Now, glass was for starting fires. For burning down dark, ugly pasts, and all the shadowy spaces in-between.
~
Out there in the forest, they were moving together again. Shadow and flame now both behind them. Finally, they'd made it far enough away from the fire and the incoming walkers that they could safely pause, just for a moment. Take a much-needed breath.
For a heart-stopping second or two back there he'd lost sight of her again amidst the underbrush. But then…there she was, shifting a hanging vine from her beautiful face. Still bright, still shining. Still blinding to a man's eyes that had failed to see beyond ugliness, beyond pain, for so long.
And then she was standing before him, once more.
"Come on," he rasped down to her. His rough croak sounded far harsher than he'd intended.
But she was still smiling up at him, as though harsh or no, any word at all was welcome from his lips. He felt a surge of anger and guilt at himself for the weeks that had just gone by, but it was no use trying to change the past. No, she'd done gone and set the past free. Sent it up in smoke and ashes. Remade it, remade him.
And so it was Daryl found himself smiling again. Mustering up his courage, he found his inner-iron—reforged now in her burning heat to some kind of steel.
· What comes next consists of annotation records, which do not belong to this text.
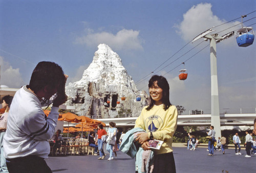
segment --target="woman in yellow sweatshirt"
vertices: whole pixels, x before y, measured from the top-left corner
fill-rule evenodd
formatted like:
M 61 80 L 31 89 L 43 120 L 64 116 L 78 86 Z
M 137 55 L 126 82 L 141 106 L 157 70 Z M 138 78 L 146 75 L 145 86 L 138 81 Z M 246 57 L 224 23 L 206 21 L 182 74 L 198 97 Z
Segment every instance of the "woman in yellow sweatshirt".
M 139 134 L 136 141 L 144 150 L 151 149 L 149 140 L 163 141 L 160 149 L 155 150 L 153 172 L 176 172 L 172 141 L 178 113 L 169 100 L 169 84 L 164 77 L 154 75 L 148 81 L 148 88 L 150 105 L 142 109 L 135 126 L 146 132 Z

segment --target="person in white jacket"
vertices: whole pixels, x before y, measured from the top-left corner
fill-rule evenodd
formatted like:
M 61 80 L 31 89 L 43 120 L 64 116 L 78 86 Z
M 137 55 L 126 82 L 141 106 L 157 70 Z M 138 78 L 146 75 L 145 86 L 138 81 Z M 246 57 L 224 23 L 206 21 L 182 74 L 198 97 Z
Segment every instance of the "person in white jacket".
M 4 150 L 10 172 L 52 172 L 44 159 L 50 153 L 48 140 L 54 133 L 58 107 L 67 101 L 63 92 L 67 75 L 54 62 L 39 62 L 29 85 L 15 93 L 9 111 Z M 41 109 L 43 99 L 57 92 L 48 117 Z
M 246 151 L 247 155 L 245 157 L 251 157 L 250 149 L 251 147 L 251 137 L 248 131 L 245 132 L 245 134 L 246 134 L 246 136 L 245 136 L 245 145 L 246 145 L 245 147 L 245 150 Z

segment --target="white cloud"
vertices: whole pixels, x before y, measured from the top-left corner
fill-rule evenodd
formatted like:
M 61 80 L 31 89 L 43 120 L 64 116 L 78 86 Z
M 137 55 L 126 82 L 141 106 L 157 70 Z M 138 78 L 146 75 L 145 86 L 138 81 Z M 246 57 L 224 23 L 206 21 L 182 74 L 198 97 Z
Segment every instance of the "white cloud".
M 69 83 L 73 83 L 80 80 L 82 78 L 82 75 L 84 70 L 89 67 L 88 65 L 81 66 L 76 70 L 75 75 L 74 77 L 69 76 L 67 81 L 67 84 Z
M 122 29 L 116 35 L 106 32 L 94 33 L 90 29 L 86 29 L 85 35 L 78 37 L 76 44 L 86 44 L 91 47 L 97 47 L 100 44 L 105 44 L 113 50 L 143 50 L 143 41 L 139 37 L 139 31 Z
M 1 77 L 0 83 L 2 85 L 7 85 L 10 88 L 19 88 L 25 84 L 19 73 L 19 69 L 13 69 L 9 63 L 0 56 L 0 66 L 1 66 Z
M 183 14 L 183 20 L 175 27 L 179 29 L 176 32 L 181 35 L 185 41 L 189 41 L 207 29 L 218 26 L 226 22 L 214 15 L 211 11 L 211 4 L 201 3 L 193 6 Z M 229 27 L 239 24 L 239 21 L 229 23 L 214 28 L 217 33 L 222 31 Z M 222 36 L 229 32 L 234 31 L 241 26 L 227 29 L 219 33 Z

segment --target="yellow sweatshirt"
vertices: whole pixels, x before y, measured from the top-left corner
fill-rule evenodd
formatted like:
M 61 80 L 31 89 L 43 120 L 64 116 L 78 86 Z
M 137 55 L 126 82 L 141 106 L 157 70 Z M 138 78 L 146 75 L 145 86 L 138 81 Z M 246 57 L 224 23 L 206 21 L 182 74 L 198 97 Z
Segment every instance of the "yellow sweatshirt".
M 173 152 L 172 142 L 176 130 L 178 112 L 176 107 L 172 105 L 164 111 L 163 104 L 154 105 L 150 111 L 145 106 L 135 122 L 135 127 L 140 127 L 148 132 L 152 132 L 154 139 L 163 141 L 159 150 L 156 149 L 155 154 Z

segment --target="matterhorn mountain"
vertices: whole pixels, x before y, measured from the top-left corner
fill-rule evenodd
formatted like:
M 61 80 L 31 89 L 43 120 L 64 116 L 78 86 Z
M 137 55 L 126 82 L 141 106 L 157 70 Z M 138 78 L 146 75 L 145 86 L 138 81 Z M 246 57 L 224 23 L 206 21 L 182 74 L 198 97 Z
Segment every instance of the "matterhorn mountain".
M 66 87 L 66 104 L 93 118 L 138 117 L 147 104 L 146 93 L 137 90 L 116 53 L 105 44 L 98 48 L 81 80 Z

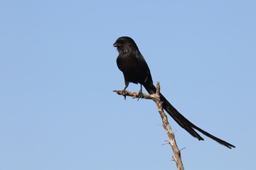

And so he let himself, just for a moment, rest a hand upon the slightness of her back, the sharp blade of her shoulder.
As they moved through the darkness of the night-forest, two shadows beneath a pale, silver moon, the re-made man remained all-too aware of the little lightning-girl striding swiftly beside him. Despite the moonshine surely going to her head, she pressed on. As though it weren't nothing at all. As though this was where she'd always been and always intended to be.
By the time the dark night had lightened into dawn, Daryl Dixon was no longer sure whether Beth Greene sprinted at his side, or if he ran at hers.